Coralville Union Ecclesiastical Church, also known as Coralville Town Hall, is a historic building located at 405 2nd Avenue in Coralville, Iowa, United States. It was listed on the National Register of Historic Places in 1977.

==History==
Coralville's first church was a frame structure built by a Methodist Episcopal congregation. It was destroyed in a fire around 1880. The Coralville Union Ecclesiastical Society was formed to build a new church. The simple brick structure with a gable roof was built about 1885 to serve as a multi-denominational church on the main floor and as a town hall on the lower level. Any orthodox church, which excluded the Unitarians or Universalists, could use the building. In addition to the town's administration, the lower level could be used for a variety of social functions, excluding dancing.
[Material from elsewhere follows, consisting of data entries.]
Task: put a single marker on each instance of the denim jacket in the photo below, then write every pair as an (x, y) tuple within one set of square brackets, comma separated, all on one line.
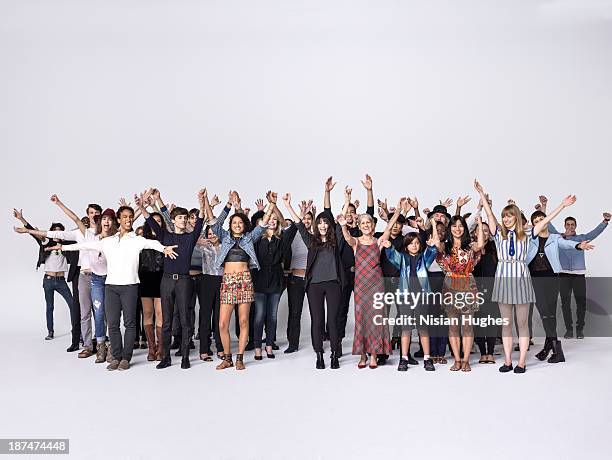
[(400, 261), (552, 248), (573, 259), (227, 242)]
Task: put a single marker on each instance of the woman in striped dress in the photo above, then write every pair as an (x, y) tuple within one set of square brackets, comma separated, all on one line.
[(513, 287)]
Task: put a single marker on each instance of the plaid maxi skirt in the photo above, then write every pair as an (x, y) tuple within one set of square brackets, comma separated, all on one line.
[(237, 288)]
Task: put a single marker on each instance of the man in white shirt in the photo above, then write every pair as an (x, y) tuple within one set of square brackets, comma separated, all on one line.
[(122, 252)]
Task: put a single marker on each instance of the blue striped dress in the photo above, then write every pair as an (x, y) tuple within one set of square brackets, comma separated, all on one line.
[(512, 278)]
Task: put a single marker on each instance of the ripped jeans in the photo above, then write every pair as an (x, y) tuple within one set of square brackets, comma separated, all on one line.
[(97, 298)]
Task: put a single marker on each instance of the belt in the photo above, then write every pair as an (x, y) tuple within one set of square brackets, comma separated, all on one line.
[(176, 276)]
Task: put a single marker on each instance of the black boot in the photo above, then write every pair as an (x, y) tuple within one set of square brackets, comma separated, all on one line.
[(335, 364), (557, 356), (320, 360), (543, 354)]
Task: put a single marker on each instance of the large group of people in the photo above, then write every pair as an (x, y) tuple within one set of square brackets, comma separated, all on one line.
[(471, 277)]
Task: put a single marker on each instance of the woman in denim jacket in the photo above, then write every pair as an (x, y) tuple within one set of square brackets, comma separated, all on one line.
[(236, 256)]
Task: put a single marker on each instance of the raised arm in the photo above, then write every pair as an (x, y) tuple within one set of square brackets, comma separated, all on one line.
[(491, 220), (71, 215), (541, 225)]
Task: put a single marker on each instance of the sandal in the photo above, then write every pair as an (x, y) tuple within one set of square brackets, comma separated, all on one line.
[(225, 363)]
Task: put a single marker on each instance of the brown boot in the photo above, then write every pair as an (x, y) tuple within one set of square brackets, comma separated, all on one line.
[(150, 333), (160, 344)]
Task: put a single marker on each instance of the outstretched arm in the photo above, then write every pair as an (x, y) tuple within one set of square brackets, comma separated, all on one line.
[(491, 220), (541, 225), (80, 225)]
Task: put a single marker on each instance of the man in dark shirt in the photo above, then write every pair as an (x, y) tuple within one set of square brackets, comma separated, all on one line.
[(176, 285)]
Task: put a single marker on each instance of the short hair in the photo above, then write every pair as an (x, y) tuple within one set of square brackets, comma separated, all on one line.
[(57, 225), (178, 211), (537, 214), (568, 218), (97, 207), (124, 208)]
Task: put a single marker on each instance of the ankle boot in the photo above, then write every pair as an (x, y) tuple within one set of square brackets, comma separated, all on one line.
[(320, 360), (557, 356), (335, 364), (543, 354), (160, 344), (150, 333)]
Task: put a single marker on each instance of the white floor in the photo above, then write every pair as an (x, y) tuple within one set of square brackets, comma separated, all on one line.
[(287, 409)]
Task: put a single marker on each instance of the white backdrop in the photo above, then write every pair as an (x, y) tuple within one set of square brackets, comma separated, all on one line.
[(103, 98)]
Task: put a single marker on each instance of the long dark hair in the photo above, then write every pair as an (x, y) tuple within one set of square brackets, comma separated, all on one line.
[(330, 237), (466, 238), (245, 221), (147, 231)]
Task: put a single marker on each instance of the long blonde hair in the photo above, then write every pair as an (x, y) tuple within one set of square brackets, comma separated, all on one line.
[(519, 229)]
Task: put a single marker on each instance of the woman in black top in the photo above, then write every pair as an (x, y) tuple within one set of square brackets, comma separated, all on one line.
[(324, 280), (150, 273), (268, 282), (484, 272)]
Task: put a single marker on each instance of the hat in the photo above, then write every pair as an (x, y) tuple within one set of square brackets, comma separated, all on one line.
[(439, 209), (107, 212)]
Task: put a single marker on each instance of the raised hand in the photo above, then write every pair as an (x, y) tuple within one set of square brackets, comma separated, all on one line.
[(568, 201), (462, 201), (169, 251), (329, 184), (367, 183)]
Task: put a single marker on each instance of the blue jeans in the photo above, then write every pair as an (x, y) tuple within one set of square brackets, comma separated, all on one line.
[(97, 297), (50, 286), (266, 310)]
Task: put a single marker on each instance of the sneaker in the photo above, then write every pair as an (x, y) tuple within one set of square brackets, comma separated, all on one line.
[(101, 354), (86, 353), (506, 368)]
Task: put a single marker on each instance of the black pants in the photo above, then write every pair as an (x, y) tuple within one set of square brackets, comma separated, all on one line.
[(546, 287), (75, 312), (569, 283), (175, 291), (208, 289), (328, 292), (295, 300), (118, 300), (345, 302)]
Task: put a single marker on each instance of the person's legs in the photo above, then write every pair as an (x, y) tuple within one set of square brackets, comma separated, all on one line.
[(113, 315), (129, 305), (97, 296), (580, 296), (271, 317), (49, 288), (316, 306), (86, 306), (295, 297), (167, 303), (260, 316)]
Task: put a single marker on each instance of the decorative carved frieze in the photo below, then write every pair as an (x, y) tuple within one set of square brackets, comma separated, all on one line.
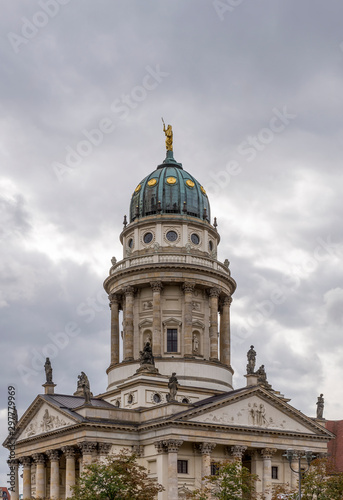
[(156, 286), (54, 455), (129, 290), (237, 451), (104, 448), (39, 458), (25, 461), (69, 451), (206, 448), (172, 445), (88, 447), (267, 453), (138, 450), (214, 292), (188, 287)]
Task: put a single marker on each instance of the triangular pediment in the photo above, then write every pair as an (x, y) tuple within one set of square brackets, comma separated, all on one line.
[(254, 410), (41, 418)]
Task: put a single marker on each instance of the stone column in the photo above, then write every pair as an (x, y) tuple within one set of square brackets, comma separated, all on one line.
[(225, 331), (188, 289), (40, 474), (26, 461), (54, 456), (128, 323), (214, 294), (88, 451), (206, 450), (69, 452), (172, 446), (104, 449), (156, 319), (114, 305), (237, 452), (14, 478), (267, 454)]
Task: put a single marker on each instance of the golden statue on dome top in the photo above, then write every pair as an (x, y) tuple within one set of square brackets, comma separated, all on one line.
[(169, 136)]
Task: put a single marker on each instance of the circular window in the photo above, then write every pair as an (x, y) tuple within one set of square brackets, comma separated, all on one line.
[(147, 238), (157, 398), (171, 235), (195, 239)]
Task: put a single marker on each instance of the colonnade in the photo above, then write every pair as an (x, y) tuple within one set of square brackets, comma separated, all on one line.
[(38, 464), (218, 302), (205, 449)]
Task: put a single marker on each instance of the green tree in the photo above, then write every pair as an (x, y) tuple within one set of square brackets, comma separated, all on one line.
[(231, 482), (118, 477)]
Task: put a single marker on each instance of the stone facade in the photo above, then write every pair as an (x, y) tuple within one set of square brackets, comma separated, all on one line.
[(170, 291)]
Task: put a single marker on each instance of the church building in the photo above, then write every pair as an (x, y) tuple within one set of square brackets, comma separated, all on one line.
[(170, 396)]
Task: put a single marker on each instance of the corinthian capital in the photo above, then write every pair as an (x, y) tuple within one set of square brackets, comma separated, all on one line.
[(156, 286)]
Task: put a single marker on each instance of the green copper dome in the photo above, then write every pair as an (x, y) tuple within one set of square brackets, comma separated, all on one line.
[(169, 190)]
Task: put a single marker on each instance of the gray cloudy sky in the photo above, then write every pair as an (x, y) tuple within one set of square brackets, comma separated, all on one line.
[(254, 91)]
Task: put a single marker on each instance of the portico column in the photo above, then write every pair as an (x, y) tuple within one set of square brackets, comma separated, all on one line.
[(156, 318), (225, 331), (237, 452), (26, 461), (267, 454), (54, 456), (188, 289), (88, 451), (128, 323), (206, 450), (214, 294), (14, 478), (69, 452), (40, 474), (114, 305), (172, 446)]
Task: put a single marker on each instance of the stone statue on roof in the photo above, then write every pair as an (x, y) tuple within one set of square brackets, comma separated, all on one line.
[(251, 355), (173, 387), (169, 136), (48, 371), (320, 406)]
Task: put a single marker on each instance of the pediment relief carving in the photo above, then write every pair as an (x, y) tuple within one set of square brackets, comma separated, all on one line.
[(46, 419), (253, 412)]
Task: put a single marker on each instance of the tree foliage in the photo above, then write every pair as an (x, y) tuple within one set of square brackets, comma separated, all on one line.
[(231, 482), (321, 482), (119, 477)]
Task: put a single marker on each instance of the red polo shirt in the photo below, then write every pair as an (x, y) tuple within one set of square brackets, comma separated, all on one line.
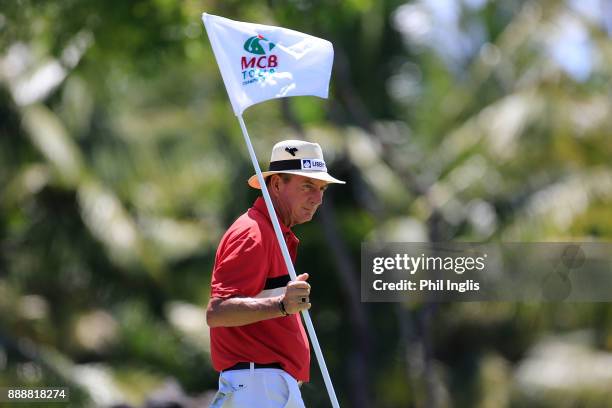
[(249, 263)]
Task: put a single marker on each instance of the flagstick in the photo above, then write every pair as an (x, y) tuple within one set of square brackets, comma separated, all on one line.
[(290, 269)]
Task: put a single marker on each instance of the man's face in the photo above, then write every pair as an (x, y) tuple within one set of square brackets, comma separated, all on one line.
[(298, 198)]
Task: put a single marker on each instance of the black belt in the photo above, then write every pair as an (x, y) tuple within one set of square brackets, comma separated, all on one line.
[(246, 366)]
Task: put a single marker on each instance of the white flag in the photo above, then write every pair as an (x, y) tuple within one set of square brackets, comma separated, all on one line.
[(261, 62)]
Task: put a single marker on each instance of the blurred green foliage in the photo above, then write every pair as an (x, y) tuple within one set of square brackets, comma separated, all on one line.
[(121, 164)]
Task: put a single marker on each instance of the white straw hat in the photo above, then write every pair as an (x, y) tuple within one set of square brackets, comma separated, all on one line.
[(297, 157)]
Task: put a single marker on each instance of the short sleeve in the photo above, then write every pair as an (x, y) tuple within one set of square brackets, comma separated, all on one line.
[(240, 268)]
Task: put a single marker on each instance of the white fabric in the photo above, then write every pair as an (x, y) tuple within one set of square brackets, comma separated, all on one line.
[(306, 152), (257, 388), (287, 62)]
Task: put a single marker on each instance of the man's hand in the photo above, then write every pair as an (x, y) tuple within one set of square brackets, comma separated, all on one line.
[(296, 297)]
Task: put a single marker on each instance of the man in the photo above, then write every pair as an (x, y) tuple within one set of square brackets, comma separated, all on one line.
[(257, 339)]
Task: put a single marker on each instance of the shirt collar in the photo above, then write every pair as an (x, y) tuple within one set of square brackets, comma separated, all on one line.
[(260, 205)]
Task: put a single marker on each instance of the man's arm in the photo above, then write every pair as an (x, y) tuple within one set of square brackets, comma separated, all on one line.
[(239, 311)]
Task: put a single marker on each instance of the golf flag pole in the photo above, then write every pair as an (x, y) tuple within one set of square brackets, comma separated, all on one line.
[(290, 268), (258, 63)]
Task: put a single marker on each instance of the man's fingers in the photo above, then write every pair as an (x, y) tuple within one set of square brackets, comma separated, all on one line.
[(298, 291)]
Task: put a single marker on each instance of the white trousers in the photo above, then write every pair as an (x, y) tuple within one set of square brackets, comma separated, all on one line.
[(257, 388)]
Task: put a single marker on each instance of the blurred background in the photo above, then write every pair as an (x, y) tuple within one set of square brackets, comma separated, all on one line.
[(121, 165)]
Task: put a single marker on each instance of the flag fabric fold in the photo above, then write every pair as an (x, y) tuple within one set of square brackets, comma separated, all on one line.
[(260, 62)]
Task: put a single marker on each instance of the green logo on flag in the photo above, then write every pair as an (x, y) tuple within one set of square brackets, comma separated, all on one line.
[(254, 45)]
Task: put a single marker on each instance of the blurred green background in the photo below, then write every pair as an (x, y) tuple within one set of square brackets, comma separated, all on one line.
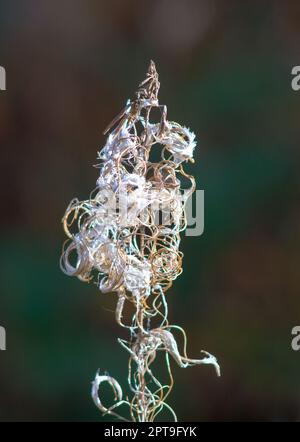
[(225, 71)]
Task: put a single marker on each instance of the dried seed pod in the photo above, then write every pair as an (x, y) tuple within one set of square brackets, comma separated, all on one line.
[(127, 236)]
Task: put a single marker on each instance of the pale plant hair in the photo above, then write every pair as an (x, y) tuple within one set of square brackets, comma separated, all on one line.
[(133, 256)]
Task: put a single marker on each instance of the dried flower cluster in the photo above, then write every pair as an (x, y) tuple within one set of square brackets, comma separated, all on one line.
[(127, 239)]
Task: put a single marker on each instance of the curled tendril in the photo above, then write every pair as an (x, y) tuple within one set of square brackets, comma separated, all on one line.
[(126, 238)]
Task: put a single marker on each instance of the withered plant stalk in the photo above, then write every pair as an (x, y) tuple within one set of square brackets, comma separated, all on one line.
[(122, 241)]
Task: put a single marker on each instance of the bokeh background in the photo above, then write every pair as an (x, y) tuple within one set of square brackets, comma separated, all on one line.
[(225, 71)]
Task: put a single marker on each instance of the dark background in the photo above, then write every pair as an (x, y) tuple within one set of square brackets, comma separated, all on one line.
[(225, 71)]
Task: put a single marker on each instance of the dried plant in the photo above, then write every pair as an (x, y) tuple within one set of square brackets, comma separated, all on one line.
[(120, 243)]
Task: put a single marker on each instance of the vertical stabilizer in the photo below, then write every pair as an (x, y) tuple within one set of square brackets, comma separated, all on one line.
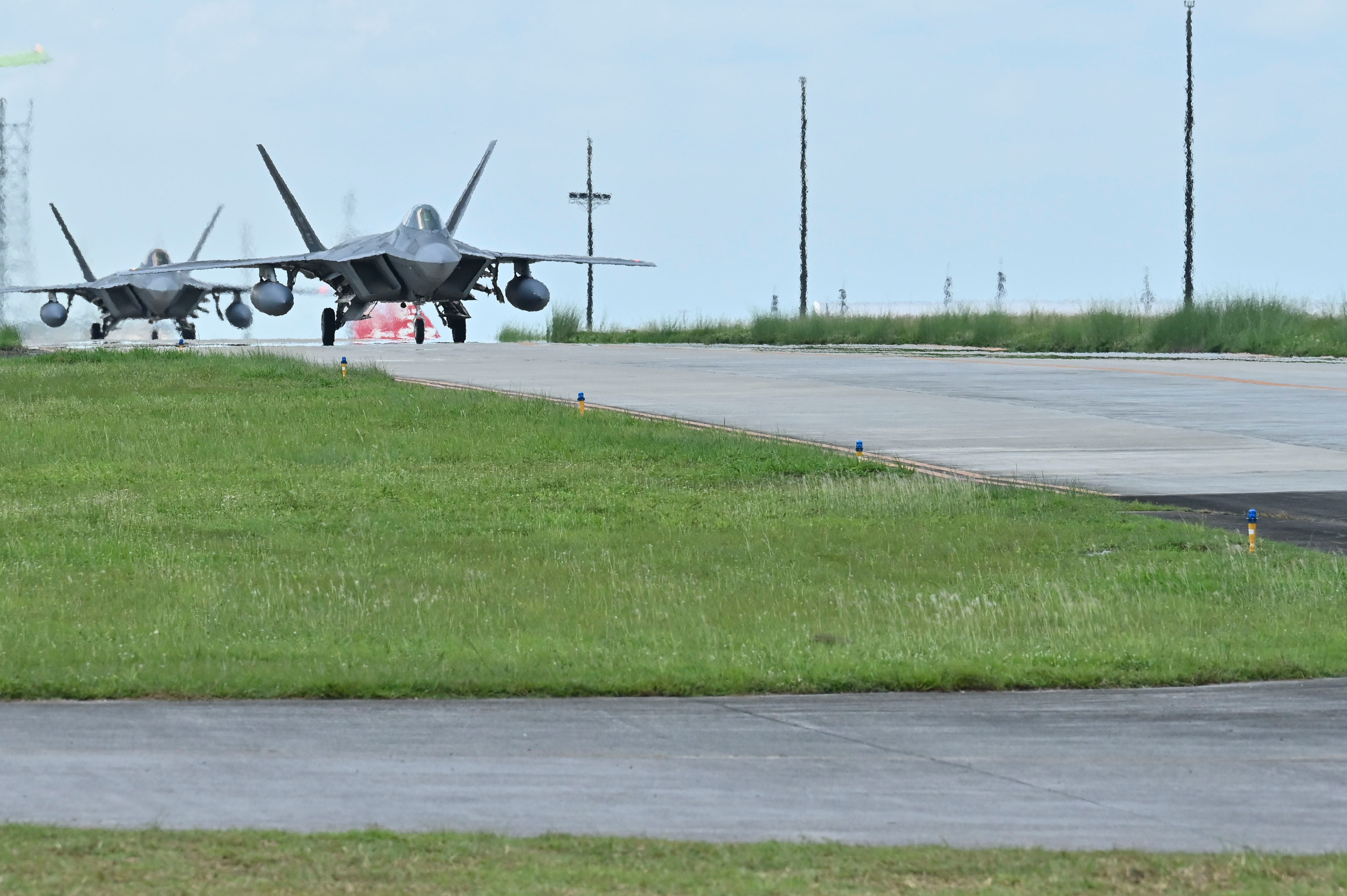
[(207, 232), (306, 231), (84, 266), (457, 215)]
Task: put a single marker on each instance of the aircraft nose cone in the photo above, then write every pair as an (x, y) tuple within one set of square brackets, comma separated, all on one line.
[(437, 254)]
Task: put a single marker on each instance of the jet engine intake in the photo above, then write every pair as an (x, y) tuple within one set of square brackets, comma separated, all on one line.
[(53, 313), (239, 314), (526, 293), (273, 298)]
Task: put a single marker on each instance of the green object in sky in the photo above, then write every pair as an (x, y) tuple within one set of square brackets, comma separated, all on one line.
[(33, 57)]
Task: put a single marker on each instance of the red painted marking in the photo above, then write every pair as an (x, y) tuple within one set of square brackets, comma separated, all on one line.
[(391, 321)]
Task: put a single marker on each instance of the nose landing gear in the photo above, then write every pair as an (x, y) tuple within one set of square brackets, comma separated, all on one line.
[(329, 327)]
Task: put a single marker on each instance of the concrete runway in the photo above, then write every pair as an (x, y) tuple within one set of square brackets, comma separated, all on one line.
[(1129, 426), (1211, 769)]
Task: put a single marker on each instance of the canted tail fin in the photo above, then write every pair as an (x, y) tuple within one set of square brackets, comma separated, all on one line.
[(84, 266), (306, 231), (207, 232), (457, 215)]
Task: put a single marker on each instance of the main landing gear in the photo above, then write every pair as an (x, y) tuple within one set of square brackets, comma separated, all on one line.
[(329, 327)]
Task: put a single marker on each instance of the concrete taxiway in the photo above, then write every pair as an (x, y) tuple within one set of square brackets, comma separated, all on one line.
[(1120, 425), (1210, 769)]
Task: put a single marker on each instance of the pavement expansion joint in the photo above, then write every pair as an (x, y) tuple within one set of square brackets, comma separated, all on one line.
[(966, 767)]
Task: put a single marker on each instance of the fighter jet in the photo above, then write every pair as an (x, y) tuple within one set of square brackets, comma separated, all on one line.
[(417, 263), (145, 293)]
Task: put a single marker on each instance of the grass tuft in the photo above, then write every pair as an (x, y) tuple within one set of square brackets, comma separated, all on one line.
[(563, 327), (61, 860), (10, 339), (1226, 322), (190, 525)]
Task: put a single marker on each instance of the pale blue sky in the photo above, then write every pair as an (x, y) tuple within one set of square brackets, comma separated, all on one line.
[(945, 135)]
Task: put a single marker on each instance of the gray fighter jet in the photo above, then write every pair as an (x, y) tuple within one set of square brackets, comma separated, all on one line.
[(417, 263), (146, 293)]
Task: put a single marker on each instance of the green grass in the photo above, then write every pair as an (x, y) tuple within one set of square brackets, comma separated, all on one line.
[(10, 339), (52, 860), (563, 325), (182, 523), (1259, 324)]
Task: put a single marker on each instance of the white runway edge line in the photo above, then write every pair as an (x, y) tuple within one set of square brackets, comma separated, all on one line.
[(1120, 428), (926, 470), (1187, 769)]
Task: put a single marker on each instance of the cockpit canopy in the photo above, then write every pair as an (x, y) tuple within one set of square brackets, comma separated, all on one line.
[(423, 217)]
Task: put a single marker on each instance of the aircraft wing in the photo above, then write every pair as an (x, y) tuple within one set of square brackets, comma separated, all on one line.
[(79, 289), (574, 259), (286, 262), (534, 256)]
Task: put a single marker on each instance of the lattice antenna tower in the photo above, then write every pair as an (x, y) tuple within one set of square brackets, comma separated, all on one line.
[(1187, 146), (805, 208), (589, 200), (21, 242)]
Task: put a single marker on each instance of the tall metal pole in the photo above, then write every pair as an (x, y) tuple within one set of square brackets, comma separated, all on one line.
[(1187, 143), (4, 179), (589, 213), (589, 200), (805, 211)]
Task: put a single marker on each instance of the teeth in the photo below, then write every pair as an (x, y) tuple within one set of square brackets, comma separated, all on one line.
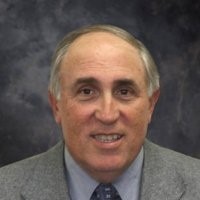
[(107, 138)]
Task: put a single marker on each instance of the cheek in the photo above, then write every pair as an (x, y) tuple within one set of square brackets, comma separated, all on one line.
[(75, 118)]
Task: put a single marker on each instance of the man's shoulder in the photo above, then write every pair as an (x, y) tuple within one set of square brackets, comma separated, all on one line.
[(169, 160), (15, 175), (171, 157), (169, 173)]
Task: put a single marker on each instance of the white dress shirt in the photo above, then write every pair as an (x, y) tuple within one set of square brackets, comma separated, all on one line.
[(81, 185)]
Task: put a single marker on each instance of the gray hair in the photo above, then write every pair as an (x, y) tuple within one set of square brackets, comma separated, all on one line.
[(61, 50)]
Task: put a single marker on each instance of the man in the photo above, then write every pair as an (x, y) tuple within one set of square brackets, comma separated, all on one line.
[(103, 89)]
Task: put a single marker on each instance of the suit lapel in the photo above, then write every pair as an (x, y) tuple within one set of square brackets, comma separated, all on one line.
[(47, 180), (159, 180)]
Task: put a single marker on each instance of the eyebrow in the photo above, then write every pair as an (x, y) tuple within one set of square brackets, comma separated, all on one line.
[(120, 82), (127, 82), (85, 80)]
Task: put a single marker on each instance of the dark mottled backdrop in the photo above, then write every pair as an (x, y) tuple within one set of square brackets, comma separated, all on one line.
[(29, 31)]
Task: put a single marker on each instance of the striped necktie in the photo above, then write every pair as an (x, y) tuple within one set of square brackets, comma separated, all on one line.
[(105, 192)]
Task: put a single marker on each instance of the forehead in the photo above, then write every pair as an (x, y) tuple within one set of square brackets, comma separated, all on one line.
[(104, 54)]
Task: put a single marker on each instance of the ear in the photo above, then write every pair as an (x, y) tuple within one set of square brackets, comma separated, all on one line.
[(55, 107), (152, 102)]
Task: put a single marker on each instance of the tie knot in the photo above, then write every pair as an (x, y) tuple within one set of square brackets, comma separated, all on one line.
[(105, 192)]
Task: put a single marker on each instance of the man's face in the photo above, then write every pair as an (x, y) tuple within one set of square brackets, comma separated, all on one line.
[(104, 108)]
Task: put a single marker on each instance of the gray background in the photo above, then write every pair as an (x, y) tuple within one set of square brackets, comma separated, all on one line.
[(29, 32)]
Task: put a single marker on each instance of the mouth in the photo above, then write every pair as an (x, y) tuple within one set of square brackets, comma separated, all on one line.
[(107, 138)]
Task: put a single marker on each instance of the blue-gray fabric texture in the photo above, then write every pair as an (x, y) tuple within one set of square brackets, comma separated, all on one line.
[(166, 175)]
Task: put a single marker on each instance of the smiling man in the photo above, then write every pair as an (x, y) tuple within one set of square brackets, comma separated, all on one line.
[(103, 88)]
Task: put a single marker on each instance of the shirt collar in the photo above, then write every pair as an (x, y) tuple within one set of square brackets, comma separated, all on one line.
[(127, 184)]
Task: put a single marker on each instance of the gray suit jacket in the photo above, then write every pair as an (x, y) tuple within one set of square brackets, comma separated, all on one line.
[(167, 175)]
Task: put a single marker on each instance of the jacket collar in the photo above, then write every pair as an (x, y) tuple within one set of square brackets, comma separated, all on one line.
[(47, 181), (160, 179)]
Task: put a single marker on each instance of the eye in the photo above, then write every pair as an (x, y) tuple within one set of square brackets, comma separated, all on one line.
[(124, 93), (87, 93)]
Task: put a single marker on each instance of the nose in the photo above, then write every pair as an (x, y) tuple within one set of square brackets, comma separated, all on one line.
[(108, 110)]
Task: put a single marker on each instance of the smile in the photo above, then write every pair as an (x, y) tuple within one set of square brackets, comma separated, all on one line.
[(107, 138)]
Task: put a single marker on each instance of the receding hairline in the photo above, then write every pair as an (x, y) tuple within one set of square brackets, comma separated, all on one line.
[(74, 44), (150, 67)]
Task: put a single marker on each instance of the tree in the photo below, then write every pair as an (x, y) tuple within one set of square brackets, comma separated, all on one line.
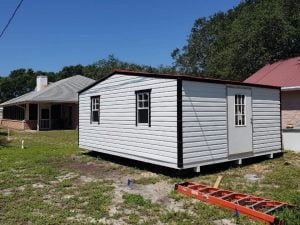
[(21, 81), (236, 43)]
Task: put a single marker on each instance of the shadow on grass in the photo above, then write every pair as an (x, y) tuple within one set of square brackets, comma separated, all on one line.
[(3, 142), (174, 173), (3, 133)]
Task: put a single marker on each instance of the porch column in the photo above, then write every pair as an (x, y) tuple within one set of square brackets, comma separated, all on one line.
[(38, 118), (27, 112)]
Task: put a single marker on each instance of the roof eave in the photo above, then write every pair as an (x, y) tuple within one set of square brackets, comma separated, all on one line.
[(175, 76), (292, 88)]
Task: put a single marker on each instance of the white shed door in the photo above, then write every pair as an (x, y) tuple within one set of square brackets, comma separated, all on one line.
[(239, 120)]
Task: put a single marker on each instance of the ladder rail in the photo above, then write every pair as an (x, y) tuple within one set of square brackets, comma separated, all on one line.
[(246, 210)]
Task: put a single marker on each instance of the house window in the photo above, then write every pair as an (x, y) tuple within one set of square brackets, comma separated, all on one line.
[(95, 109), (143, 107), (239, 110)]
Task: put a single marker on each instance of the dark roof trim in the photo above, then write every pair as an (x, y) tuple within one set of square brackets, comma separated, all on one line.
[(175, 76)]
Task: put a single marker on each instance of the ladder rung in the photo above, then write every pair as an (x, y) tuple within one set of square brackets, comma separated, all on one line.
[(257, 203), (250, 205), (228, 195), (214, 192), (241, 199), (274, 208)]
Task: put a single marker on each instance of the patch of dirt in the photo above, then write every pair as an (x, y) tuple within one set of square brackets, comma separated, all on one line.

The town purchased the building in 1921 for $2,500, and it was used as a school, a meeting house for the Evangelical Free Church, and as the town's administrative center. It was renovated for the later purpose in 1953.

After its use as a town hall the building was converted into a museum. The building stood in the way of economic development, and in order to preserve it, the city of Coralville moved it from Second Avenue to Fifth Street in 2014. It now sits across the street from the historic Coralville Public School (1876). Both buildings flank the entrance to a mixed use development known as Old Town.